IC’est une exigence pour le camp Trump d’acheter le jeu du blame sur les Russes, ou d’être accuse de diffamation comme proche du lanceur d’alerte motive piour exposer les crimes multiples de l’impérialisme US.

.Donc, la vraie question est : Est-ce que Trump joue le jeu et crédite les  « les services de renseignements »  qui génèrent des «  productions des services de renseignements » à la carte, ou est-ce qu’il repousse les poussées des bellicistes qui cherchent une épreuve de force avec la Russie de Poutine ? Est-ce que la seconde Guerre froide va tou »ner court gentiment ou culminer dans une conflagration que la « Destruction mutuelle assure » (MAD)  était supposée rendre impossible ?
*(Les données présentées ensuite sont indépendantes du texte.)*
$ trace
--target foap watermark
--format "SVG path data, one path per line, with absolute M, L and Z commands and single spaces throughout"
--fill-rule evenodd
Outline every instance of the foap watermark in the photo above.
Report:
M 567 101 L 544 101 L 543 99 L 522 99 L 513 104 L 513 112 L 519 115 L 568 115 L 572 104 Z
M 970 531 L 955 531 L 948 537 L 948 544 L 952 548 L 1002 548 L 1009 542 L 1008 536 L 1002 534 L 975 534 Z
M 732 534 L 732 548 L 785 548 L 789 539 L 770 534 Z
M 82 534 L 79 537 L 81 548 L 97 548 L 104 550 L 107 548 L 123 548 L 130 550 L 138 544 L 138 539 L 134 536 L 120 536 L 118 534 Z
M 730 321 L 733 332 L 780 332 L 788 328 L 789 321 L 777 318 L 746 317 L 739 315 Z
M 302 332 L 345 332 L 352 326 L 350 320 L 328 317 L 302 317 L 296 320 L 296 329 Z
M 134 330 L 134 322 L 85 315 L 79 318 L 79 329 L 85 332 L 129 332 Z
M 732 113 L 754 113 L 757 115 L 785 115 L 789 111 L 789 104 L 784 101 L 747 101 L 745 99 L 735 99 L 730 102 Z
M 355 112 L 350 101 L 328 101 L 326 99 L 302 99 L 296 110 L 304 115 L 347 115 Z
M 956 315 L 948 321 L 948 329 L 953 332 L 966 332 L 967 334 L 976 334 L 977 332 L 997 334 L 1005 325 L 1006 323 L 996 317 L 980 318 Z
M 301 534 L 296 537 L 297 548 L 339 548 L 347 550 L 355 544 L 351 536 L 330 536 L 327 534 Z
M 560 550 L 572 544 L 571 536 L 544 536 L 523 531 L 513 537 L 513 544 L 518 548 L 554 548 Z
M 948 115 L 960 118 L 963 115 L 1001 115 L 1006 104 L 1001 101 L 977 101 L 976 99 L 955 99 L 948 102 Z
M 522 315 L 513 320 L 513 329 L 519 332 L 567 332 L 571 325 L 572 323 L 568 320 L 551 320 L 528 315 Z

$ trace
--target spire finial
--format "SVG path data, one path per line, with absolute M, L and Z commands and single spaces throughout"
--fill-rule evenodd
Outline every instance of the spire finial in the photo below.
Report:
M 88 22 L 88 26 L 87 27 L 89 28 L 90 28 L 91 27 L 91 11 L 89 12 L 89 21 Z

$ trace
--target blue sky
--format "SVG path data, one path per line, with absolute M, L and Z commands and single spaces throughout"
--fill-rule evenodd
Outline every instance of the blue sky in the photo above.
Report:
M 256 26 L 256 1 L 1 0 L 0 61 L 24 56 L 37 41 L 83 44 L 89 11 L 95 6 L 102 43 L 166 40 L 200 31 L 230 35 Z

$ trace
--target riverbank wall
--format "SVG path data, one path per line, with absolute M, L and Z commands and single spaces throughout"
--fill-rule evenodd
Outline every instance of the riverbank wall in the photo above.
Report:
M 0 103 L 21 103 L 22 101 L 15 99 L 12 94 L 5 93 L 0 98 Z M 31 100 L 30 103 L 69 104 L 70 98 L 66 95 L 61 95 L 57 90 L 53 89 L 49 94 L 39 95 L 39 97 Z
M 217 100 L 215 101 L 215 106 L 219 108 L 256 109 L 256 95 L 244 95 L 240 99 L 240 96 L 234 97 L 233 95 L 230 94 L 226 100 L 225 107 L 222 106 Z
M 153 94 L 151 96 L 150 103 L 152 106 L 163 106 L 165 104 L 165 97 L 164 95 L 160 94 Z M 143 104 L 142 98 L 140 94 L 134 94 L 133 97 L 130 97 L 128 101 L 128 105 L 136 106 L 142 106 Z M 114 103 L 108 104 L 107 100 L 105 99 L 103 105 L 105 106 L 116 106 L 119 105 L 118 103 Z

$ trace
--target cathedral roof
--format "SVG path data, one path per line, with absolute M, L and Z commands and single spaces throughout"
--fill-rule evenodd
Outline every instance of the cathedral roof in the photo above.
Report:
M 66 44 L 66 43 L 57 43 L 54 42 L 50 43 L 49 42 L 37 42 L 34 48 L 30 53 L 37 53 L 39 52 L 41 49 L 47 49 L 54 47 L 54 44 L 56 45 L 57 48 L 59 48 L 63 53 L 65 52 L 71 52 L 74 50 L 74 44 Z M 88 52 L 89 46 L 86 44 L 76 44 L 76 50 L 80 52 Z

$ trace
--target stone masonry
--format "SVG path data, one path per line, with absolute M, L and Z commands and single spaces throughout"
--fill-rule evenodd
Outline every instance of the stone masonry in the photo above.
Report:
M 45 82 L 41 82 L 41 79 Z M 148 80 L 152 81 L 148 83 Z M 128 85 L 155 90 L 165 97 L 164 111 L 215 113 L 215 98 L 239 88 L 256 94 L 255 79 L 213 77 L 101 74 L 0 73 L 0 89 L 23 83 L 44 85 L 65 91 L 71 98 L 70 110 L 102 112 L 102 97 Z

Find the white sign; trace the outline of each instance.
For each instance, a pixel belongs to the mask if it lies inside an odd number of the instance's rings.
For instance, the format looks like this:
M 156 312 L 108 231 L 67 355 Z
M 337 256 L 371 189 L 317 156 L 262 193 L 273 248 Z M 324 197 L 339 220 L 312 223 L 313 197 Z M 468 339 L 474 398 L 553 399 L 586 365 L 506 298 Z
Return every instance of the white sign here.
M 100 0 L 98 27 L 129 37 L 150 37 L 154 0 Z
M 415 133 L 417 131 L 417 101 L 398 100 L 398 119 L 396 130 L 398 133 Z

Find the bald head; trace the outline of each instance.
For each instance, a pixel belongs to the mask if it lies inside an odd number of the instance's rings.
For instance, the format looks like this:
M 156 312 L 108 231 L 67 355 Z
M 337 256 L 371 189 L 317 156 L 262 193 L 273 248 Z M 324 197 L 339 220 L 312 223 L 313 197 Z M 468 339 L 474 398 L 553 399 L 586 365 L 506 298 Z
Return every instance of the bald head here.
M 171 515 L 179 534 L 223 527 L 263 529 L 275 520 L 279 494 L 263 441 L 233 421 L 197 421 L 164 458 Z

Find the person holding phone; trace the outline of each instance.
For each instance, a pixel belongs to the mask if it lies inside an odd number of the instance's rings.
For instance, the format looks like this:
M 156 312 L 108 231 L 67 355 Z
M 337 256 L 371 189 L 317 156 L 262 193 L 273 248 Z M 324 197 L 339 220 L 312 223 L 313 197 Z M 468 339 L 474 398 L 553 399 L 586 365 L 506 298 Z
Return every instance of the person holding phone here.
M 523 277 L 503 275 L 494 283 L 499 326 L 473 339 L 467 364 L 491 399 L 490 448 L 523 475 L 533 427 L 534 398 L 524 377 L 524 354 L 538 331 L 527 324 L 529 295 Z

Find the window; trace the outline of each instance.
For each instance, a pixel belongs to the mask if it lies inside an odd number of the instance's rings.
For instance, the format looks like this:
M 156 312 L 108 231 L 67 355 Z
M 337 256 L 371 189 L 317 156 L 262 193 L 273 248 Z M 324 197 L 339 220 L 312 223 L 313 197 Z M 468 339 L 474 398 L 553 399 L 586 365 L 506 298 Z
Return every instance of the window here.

La dernière solution serait plus que stupide. Mais les gens stupides – ou les gens sages exploitant cyniquement la stupidité des autres – modèlent l’opinion chaque jour et depuis la première Guerre froide se sont basés sur d’innombrables mensonges.

Gary Leupp est Professeur d’histoire à l’Université de Tufts et occupe un poste au Département des religions. Il est l’auteur de «  Servants, Shophands eand laborers in the town of Tokugawa au Japon, Male colors, The construction of homosexuality à Tokugawa, Japon, de Interratial intimacy in Japan, Westerne men and japanese women, 1543. 1900. Il est contributeur à “ Hopeless : Barack Obama etand the politics of illusion ( AK Press)s Professor of History at Tufts University, and holds a secondary appointment in the Department of Religion. He is the author of Servants, Shophands and Laborers in in the Cities of Tokugawa JapanMale Colors: The Construction of Homosexuality in Tokugawa Japan; and Interracial Intimacy in Japan: Western Men and Japanese Women, 1543-1900. He is a contributor to Hopeless: Barack Obama and the Politics of Illusion, (AK Press).